If it takes 1 calorie to raise the temperature of water by 1 degree Celcius, will it take 100 calories to bring the same amount of ice to a boil?

Let's assume we already made all those "ice going to a gaseous state is called sublimation, not boiling"-jokes: You supposedly want to look up the term "latent heat".
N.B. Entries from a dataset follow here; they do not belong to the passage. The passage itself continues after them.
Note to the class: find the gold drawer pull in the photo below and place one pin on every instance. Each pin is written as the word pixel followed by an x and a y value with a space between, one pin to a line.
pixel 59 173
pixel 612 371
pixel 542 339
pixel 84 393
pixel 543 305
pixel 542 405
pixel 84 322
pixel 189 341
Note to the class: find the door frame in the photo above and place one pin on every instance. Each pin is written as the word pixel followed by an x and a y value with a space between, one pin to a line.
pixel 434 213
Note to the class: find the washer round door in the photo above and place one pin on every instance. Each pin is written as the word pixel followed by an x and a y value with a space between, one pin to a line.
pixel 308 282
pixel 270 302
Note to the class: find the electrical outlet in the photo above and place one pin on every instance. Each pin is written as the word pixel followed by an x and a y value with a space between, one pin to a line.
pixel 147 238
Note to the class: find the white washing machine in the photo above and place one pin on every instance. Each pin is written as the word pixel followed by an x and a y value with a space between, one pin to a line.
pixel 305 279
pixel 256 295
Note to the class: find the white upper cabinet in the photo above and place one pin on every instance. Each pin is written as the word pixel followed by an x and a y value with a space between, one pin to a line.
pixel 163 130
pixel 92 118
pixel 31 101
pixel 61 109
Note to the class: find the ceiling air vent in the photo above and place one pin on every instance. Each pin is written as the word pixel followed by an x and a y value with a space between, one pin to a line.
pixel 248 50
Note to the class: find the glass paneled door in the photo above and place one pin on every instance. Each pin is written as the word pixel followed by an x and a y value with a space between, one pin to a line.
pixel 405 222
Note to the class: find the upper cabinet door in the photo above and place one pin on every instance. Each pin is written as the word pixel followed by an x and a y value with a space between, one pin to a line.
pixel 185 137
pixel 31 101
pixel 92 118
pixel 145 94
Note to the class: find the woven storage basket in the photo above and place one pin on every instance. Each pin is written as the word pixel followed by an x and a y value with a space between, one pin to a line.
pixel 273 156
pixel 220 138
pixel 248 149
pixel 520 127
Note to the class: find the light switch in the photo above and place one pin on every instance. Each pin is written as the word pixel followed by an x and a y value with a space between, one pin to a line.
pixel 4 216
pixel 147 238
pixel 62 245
The specific heat of water is 4.18*10^3 J / kg K.

 

It takes 4.18*10^3 J to raise the temperature of 1 kilogram by 1 degree (Celsium or Kelvin).

 

If you don't specify how much water you heat with the energy, then you're not making a correct statement.

 

So, the correct question would have been:

If it takes 1 calorie (4.18 J, please use SI units!) to raise the temperature of 1 gram of water by 1 degree Celcius, will it take 100 calories to bring the same amount of ice to a boil?

 

Answer: no. You first need to melt the ice and turn it into water. It would take 100 times the energy to raise the temperature of liquid water of 0 deg C to 100 deg C. Melting ice takes additional energy, so it will be more than 100 times the energy.

 

But that's a physics issue, not math.

I probably overcomplicated the question. Here it is again without ice or vapor considerations.

 

If it takes 1 calorie to raise the temperature of 1 gram of water by 1 degree Celcius, will it take 50 calories to its temperature from 30 degress Celcius to 80 degrees Celcius?

Roughly speaking, yes. However -- What definition of the calorie? There are several definitions, ranging 4.182 to 4.190 joules. One big reason for the different definitions is that the heat capacity of water is not constant. It drops slightly from 0^oC to 34^oC and then rises slightly from 35^oC to 100⁰C. The variation is small but measurable.